Frugal Design Dramatically Lowers Cognitive Load
Waste, massive waste, is built into everything we do. This waste hurts the environment, increases cost and drains our mental energy (high cognitive load). I am especially interested in the cognitive load associated with waste. If we are to optimize our designs for how minds work we must eliminate waste.
I am not talking lean here but a much newer and I believe more basic movement called frugal engineering. Strategy + Business just published an excellent article on The Importance of Frugal Engineering.
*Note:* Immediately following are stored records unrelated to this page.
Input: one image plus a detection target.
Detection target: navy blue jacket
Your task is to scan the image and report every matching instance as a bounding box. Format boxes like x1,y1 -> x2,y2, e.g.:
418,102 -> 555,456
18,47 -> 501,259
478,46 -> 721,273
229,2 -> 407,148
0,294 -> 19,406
Born from the idea of remaking products and services for emerging markets, or folks at the so-called “bottom of the pyramid”, frugal engineering calls for a 10x reduction in cost and a focus on essential features. A $16 cell phone, $50 refrigerator, $2000 car, $7000 tractor and an x-ray machine that costs just 1/20th of its normal price are all examples. Indeed, the $16 Nokia 1100 cell phone does nothing but make calls and is the best selling phone of all time. These innovations migrate back up to the “top of the pyramid.”
[ChotuKool a $50 Fridge]
Frugal designs necessarily lower cognitive load because they eliminate functionality that is not essential to what the customer naturally needs. Less complexity, frustration, learning, decisioning and error all lower the mental effort needed to make the most of the functionality. How disruptive will frugal engineering be?